Most rational people would assume that by your second armed robbery in a row, you wouldn't get bond anymore or your bond would be set high enough to keep you behind bars, and in other places that's true. But not here.
Magistrates had set the bond for armed robberies four, five and six at $50,000 to $65,000 per charge in Jones' case. Even though Jones was already out on bond for two felony possession of a stolen firearm charges and three other armed robberies, Judge James Lanning slashed his bond to $12,500 in the three new cases. Since you only need 10 percent of your bond amount in each case, or $1,250 in each of the three cases, Jones quickly made bond after his August arrest. He was arrested again for a seventh armed robbery in September, got a bond of $25,000 and bonded out again.
According to state law and the official bail policy of the Mecklenburg County courts, judicial officials are supposed to grant bail to defendants unless there is reason to believe that the defendant poses a danger to others, might intimidate witnesses or poses a flight risk. But it is a policy that is very liberally interpreted in Mecklenburg County. It is not unusual for defendants with a long history of violent crimes -- including Lawrence Brooks, who was featured on the America's Most Wanted Web site -- to bond out on attempted murder charges and then go on another crime spree. And we set bonds so low here that violent criminals waltz out of jail.
Jones would no doubt still be terrorizing drug store managers had he not made the mistake of committing his next crime in Lincoln County, where they aren't as tolerant of armed robbery. Perkins, the paramedic, was in the parking lot, leaving the CVS store on N.C. 16 last week in Denver when he noticed two armed men get out of a car and enter the store.

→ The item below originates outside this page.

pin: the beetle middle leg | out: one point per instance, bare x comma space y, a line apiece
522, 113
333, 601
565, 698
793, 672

Perkins pulled his car behind the car the men drove up in and reported the license plate number to dispatch officers by phone. He was then rammed from behind three times by two of Jones' accomplices in another car. They began blowing the horn, and Jones, 19, and Raymond Jones, 42, fled the store and began firing at Perkins, who was hit twice in the leg.
After a chase, police eventually caught Eric Jones and Raymond Jones. Eric Jones is currently in jail in Lincoln County on $500,000 bond. That's five times more than the total final bond amount he received in Mecklenburg for all seven armed robberies here.

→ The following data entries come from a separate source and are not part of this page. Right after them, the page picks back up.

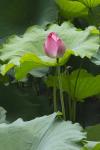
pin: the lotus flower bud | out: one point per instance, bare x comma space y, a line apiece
54, 46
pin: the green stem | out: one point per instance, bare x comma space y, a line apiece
61, 92
55, 98
69, 96
74, 111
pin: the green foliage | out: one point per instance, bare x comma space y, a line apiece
79, 84
46, 132
19, 14
93, 132
27, 52
76, 8
91, 146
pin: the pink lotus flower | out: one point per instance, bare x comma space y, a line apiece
54, 46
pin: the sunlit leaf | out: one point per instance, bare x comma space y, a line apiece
27, 52
45, 133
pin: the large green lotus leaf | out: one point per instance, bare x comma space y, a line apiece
76, 8
27, 50
45, 133
87, 84
91, 145
69, 8
90, 3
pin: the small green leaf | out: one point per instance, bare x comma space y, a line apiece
92, 132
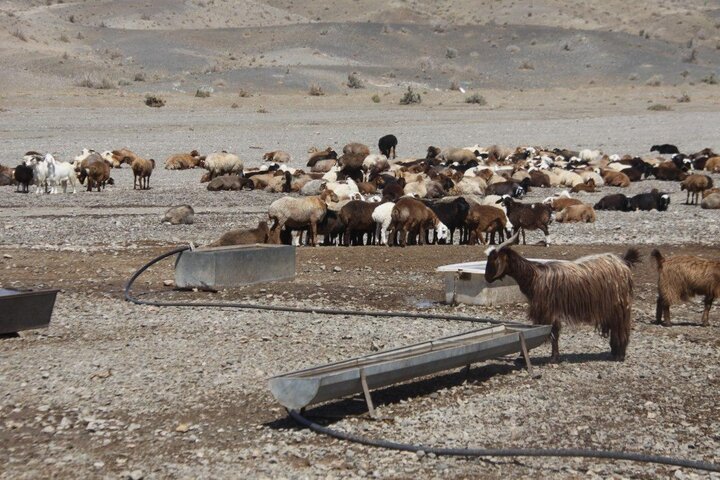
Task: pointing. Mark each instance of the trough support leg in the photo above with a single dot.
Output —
(366, 391)
(526, 356)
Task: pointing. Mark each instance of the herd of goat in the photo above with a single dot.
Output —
(475, 191)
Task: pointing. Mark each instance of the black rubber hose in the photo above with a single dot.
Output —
(279, 308)
(505, 452)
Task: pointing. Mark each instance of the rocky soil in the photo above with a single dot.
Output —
(113, 389)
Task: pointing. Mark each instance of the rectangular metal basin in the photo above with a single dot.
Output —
(234, 266)
(336, 380)
(465, 283)
(25, 310)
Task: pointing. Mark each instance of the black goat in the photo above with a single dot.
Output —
(616, 201)
(664, 149)
(387, 144)
(650, 201)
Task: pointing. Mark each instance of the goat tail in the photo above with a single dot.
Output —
(659, 259)
(632, 257)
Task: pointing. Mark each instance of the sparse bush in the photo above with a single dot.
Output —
(710, 79)
(476, 98)
(315, 90)
(411, 97)
(89, 80)
(354, 81)
(526, 65)
(19, 34)
(204, 91)
(154, 101)
(659, 107)
(654, 81)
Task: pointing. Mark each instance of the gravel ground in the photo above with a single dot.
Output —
(113, 389)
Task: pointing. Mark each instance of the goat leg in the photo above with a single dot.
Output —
(706, 311)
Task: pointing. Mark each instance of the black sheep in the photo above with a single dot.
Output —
(23, 175)
(650, 201)
(665, 148)
(387, 145)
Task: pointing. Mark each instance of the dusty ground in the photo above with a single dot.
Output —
(117, 389)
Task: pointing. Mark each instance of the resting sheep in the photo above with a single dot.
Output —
(682, 277)
(596, 290)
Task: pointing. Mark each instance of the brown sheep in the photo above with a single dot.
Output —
(713, 164)
(411, 216)
(576, 213)
(142, 169)
(259, 234)
(183, 161)
(588, 187)
(613, 178)
(356, 149)
(682, 277)
(485, 219)
(277, 156)
(695, 184)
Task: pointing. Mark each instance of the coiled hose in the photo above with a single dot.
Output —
(380, 443)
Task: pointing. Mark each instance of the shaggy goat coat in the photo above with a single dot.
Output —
(682, 277)
(596, 290)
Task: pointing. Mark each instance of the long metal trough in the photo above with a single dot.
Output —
(299, 389)
(25, 310)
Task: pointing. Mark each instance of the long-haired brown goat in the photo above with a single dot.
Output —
(596, 289)
(682, 277)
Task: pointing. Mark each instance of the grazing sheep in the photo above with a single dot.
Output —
(682, 277)
(183, 161)
(230, 182)
(223, 163)
(649, 201)
(387, 145)
(695, 184)
(142, 169)
(259, 234)
(412, 217)
(298, 213)
(616, 201)
(664, 149)
(277, 156)
(711, 202)
(576, 213)
(524, 216)
(486, 219)
(179, 215)
(596, 290)
(23, 174)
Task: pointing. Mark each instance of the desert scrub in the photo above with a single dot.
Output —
(476, 98)
(315, 90)
(154, 101)
(354, 81)
(411, 97)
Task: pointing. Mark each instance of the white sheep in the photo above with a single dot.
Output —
(221, 163)
(60, 172)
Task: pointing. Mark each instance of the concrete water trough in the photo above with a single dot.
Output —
(299, 389)
(465, 283)
(25, 310)
(234, 266)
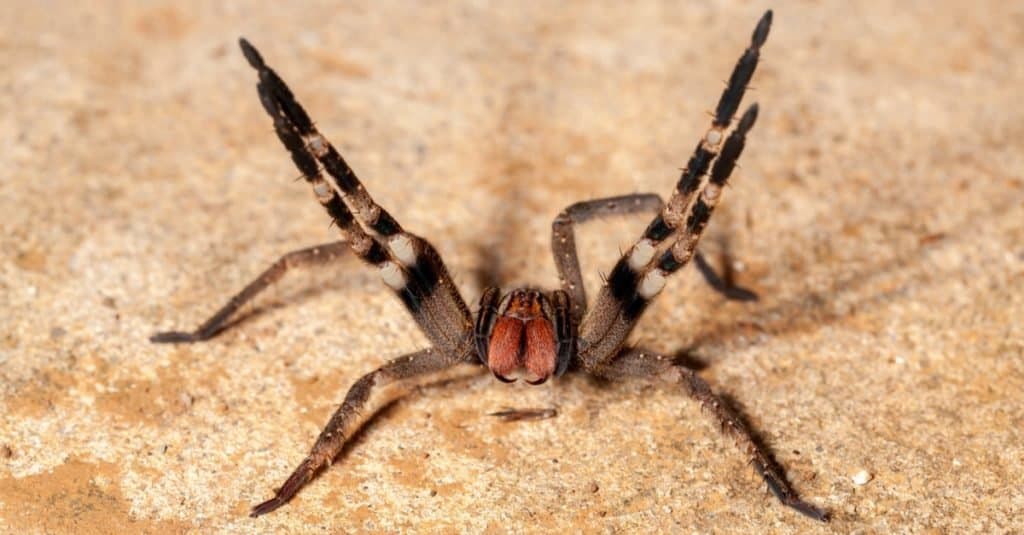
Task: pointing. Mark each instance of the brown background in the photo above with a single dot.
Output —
(879, 211)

Unfortunately, Jones' case is typical of the chaos that passes for justice in Mecklenburg County.
This could explain why Charlotte-Mecklenburg has a robbery rate that is more than double Raleigh's and a violent crime rate that is 60 percent higher. Our violent crime rate is also higher than New York City (by 40 percent) and Los Angeles (by 27 percent). Ditto for our robbery rates.

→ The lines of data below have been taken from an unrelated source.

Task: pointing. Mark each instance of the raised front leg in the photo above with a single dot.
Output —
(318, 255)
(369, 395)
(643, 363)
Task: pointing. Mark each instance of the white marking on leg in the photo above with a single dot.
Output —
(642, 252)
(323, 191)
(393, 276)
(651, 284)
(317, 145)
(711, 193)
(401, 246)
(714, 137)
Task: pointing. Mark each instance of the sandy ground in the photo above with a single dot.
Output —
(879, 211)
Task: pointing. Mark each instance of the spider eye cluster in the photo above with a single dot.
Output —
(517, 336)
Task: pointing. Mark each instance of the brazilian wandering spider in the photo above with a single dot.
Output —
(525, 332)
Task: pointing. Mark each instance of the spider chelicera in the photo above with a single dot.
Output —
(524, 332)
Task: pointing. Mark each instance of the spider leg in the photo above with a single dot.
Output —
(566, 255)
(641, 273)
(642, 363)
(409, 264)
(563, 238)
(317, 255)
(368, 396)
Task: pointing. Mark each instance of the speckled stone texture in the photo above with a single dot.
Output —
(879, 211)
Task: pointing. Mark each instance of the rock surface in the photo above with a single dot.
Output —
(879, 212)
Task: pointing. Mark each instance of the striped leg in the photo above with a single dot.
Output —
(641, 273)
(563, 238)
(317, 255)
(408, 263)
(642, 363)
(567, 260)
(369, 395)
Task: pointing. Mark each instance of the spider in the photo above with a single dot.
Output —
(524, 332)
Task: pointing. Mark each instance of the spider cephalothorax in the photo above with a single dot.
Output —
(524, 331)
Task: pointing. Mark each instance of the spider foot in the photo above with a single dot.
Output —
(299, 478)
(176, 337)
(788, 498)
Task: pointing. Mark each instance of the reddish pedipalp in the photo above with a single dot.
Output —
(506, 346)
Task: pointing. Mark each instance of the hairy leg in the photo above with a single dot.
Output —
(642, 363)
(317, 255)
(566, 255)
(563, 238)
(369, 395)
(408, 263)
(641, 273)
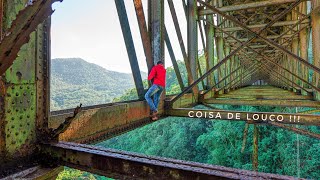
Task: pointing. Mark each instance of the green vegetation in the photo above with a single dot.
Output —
(217, 142)
(75, 81)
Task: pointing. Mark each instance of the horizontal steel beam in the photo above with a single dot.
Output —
(250, 117)
(244, 6)
(266, 102)
(269, 37)
(101, 122)
(277, 24)
(125, 165)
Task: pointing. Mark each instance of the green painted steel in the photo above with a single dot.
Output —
(19, 94)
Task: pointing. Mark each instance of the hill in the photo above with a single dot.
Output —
(75, 81)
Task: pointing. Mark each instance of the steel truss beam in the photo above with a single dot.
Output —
(223, 61)
(125, 165)
(250, 117)
(277, 24)
(244, 6)
(126, 32)
(258, 35)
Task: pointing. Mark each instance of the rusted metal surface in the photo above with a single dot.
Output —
(126, 32)
(125, 165)
(277, 24)
(315, 22)
(250, 117)
(173, 59)
(244, 137)
(249, 5)
(43, 56)
(144, 33)
(25, 23)
(102, 122)
(255, 155)
(157, 30)
(181, 43)
(192, 34)
(36, 173)
(296, 130)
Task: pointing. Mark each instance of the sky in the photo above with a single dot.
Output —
(91, 30)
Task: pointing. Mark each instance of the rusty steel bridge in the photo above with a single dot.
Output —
(262, 60)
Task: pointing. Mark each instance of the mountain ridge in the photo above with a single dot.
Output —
(74, 81)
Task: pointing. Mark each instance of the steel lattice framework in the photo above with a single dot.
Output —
(247, 44)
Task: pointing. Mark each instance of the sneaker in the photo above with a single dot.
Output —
(154, 118)
(154, 113)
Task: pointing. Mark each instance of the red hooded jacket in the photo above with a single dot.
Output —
(158, 74)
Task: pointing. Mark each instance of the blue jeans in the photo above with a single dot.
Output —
(155, 91)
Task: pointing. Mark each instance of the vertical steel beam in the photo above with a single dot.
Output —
(173, 60)
(181, 43)
(220, 55)
(303, 38)
(192, 36)
(2, 93)
(315, 22)
(43, 57)
(210, 48)
(1, 18)
(255, 156)
(144, 33)
(157, 30)
(126, 32)
(295, 49)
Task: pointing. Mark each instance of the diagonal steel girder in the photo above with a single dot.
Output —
(268, 41)
(236, 50)
(244, 6)
(17, 35)
(228, 34)
(264, 57)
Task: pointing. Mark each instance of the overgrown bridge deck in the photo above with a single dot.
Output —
(256, 53)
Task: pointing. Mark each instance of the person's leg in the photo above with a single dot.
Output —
(152, 90)
(157, 97)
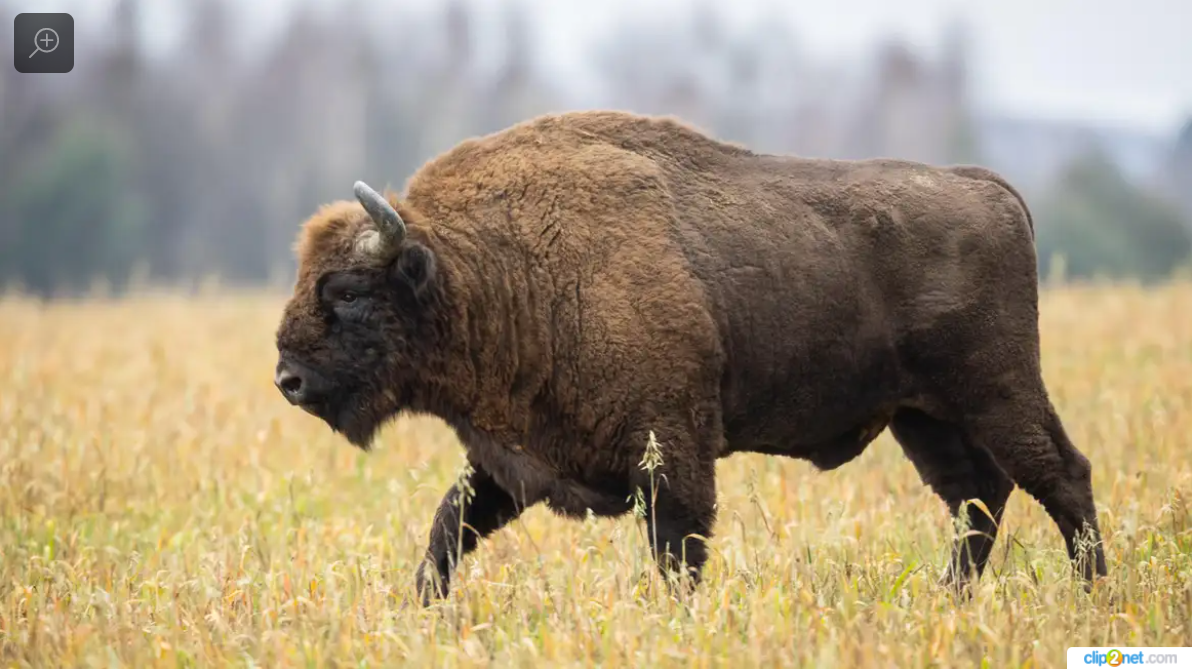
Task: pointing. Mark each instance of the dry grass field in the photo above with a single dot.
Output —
(162, 505)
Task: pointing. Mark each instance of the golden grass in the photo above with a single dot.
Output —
(161, 505)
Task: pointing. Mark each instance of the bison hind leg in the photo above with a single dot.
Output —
(958, 471)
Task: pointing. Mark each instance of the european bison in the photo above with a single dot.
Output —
(562, 289)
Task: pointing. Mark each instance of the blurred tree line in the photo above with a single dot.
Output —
(203, 159)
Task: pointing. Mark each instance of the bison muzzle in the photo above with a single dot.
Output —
(562, 290)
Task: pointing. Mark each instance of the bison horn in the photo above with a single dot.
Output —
(389, 223)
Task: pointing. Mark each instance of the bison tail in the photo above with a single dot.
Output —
(985, 174)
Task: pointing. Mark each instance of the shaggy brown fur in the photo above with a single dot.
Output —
(578, 280)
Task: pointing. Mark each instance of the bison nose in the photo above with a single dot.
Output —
(291, 384)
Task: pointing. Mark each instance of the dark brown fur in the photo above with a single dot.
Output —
(578, 280)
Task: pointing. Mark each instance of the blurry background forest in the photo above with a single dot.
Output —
(199, 158)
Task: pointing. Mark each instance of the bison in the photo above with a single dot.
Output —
(564, 290)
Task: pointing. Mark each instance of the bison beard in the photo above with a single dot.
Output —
(563, 289)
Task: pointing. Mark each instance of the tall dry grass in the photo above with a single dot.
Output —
(161, 505)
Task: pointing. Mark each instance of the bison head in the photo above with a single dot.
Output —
(362, 308)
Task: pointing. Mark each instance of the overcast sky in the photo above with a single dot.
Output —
(1107, 61)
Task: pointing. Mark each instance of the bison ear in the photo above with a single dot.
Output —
(415, 267)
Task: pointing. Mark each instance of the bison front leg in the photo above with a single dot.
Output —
(471, 510)
(676, 482)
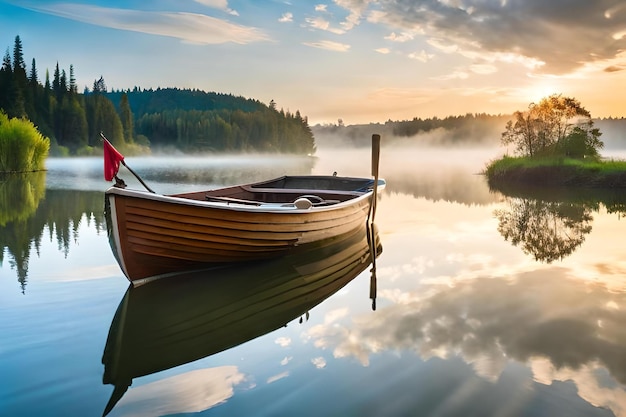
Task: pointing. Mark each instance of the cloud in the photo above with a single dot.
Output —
(421, 56)
(286, 17)
(283, 341)
(189, 27)
(614, 68)
(561, 34)
(329, 45)
(218, 4)
(323, 24)
(319, 362)
(403, 37)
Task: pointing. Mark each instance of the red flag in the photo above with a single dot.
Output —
(112, 159)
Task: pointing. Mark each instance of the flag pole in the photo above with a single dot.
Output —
(129, 168)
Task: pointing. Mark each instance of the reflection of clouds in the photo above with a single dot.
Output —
(575, 326)
(277, 377)
(190, 392)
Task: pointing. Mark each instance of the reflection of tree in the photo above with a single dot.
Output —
(60, 212)
(492, 323)
(546, 230)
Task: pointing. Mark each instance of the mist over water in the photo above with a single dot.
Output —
(477, 293)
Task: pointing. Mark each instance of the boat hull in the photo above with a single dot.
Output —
(173, 322)
(153, 235)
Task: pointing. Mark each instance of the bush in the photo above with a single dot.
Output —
(22, 147)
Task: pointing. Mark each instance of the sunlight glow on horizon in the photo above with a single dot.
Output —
(330, 60)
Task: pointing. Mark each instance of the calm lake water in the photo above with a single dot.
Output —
(488, 303)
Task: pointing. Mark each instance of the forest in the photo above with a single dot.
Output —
(140, 121)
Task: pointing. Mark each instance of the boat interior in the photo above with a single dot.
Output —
(301, 192)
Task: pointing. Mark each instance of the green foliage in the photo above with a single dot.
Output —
(556, 125)
(20, 195)
(190, 120)
(22, 147)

While we haven't yet achieved violent crime rates comparable to the most violent cities in America -- like Washington, D.C., Atlanta, Chicago and Miami, which have rates that are about 20 to 25 percent higher -- we are beginning to have more in common with those cities crime-wise than the cities we claim to compete with.
In 2006, Austin had a violent crime rate that was half ours. And our violent crime rate is a third higher than that of Portland and Phoenix.
Waiting for the court systems in surrounding counties to stop the next Eric Lester Jones is not a viable crime-fighting strategy. Until we're willing to target repeat offenders like Jones, nothing will change.